To handle a migration-situation, what kind of insights can your research offer for the elected representatives in Europe?
“I do not know that we yet have an answer to this question – or that we will. We can at least tell European policymakers that a wall at sea is not a morally acceptable strategy. We can also tell the EU that this is certainly NOT addressing the problem at its ‘source’ – a term EU policymakers used to describe their blockade program.

Ribot says they are learning unexpected things. They are learning about the journeys the young migrants are taking.
“We are finding that they are migrating into grave dangers – crossing the Sahara, being taken captive by the Northern Rebels, Al Qaeda, Boko Haram or, even worse, by the military in Libya – these groups and the military are using these youth as slave labour and are ransoming them to extort money from their already impoverished parents.”

To whom can you give a voice through this project?
“Migrants and their parents. I would also like to give voice to the young men and women who do not migrate. Their lives are deeply affected by these departures. The men who do not go are looked down upon. The young women who stay are often married off to absentee migrants, it is not an easy situation to live in. This project hopes to give voice to the rural farmers of the Sahel, to the very systematic origins of their pain – and their hopelessness.

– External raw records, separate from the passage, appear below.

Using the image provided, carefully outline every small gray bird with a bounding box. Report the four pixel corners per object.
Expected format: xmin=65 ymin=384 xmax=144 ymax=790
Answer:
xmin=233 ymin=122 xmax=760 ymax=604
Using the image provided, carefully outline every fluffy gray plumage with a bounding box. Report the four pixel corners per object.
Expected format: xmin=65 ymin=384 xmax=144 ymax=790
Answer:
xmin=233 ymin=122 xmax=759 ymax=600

It sound like a grim picture emerges from the research?
“The fact that they have no vision of a future at home must be understood. Why they have no vision of a future at home must be understood too.”
What kind of answers do you hope the research will offer?
“Researchers start with a question we want answers to. But, we do not presume that the hypothesized responses are the ones we will find. So, we let go of our policy agenda and any expectation of finding a solution until we are done with the research”, he says.

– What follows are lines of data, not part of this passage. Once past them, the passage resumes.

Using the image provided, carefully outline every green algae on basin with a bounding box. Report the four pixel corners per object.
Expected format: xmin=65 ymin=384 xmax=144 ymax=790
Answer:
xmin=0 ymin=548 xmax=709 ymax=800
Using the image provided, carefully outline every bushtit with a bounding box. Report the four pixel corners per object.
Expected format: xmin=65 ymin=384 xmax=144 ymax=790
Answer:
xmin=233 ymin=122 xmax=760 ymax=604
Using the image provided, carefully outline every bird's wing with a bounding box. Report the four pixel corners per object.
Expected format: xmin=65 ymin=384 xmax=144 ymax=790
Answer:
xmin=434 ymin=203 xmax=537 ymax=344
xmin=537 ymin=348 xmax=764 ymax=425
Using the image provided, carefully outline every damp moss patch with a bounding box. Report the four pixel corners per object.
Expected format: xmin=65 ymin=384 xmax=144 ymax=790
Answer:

Once they have a thorough analysis of the situation they are studying, they can return to the motivating question – which of the causal factors identified are important, which are manipulable, and which are most likely to have an effect if addressed.”
The team of researcher think that the exodus is due to exploitation and the utter lack of resources to invest in a future in their region.

An obvious solution to this immense problem is hard to identify:
“I hesitate to state any ‘solutions’ to what is perhaps an intractable problem. But, I can say we have at least learned and can recommend that these people stop being labelled as refugees and that the cause of their suffering and of their migration is not due to climate. This last idea needs more development.”

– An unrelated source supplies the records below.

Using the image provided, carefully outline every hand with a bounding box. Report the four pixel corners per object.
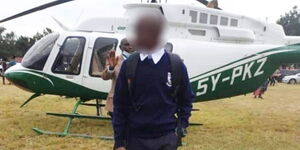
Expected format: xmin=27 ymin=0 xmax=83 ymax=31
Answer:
xmin=107 ymin=50 xmax=118 ymax=68
xmin=116 ymin=147 xmax=126 ymax=150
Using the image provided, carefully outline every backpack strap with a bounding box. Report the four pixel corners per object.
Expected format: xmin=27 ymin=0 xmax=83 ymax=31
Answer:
xmin=168 ymin=52 xmax=185 ymax=147
xmin=167 ymin=52 xmax=183 ymax=99
xmin=126 ymin=53 xmax=140 ymax=111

Ribot does not think this is a ‘natural’ condition for the people in the region.
“We think it is due to exploitation – the structural violence, the silent violence, the slow violence that places whole populations at risk, that makes them precarious and vulnerable, that erases their possibility to imagine a future and to hope.”

How important is the funding from ICLD for the research?
“We would not have been able to do this research without the funding from ICLD.. Other sources we might have gone after would have too long a lead time. This money is indispensable. The research proposal was an inspiration based on some events that we felt necessitated explanation. There is now a lot of money available to study migration. ICLD, however, allowed us to get started well ahead of most other institutions and so our results will be timely.”

How can the results of the research be of best use?
“They can best be used opportunistically. I am a great believer in being in the right place at the right time with the right knowledge. We do not know what we will find. We also do not know what opportunities will emerge to use our findings. So, we take a multi-stranded diffusion strategy that starts with reports, goes on to publications and policy briefs, that can include any other venues and forums to publicize our findings – conferences, policy discussions, presentations at development agencies.”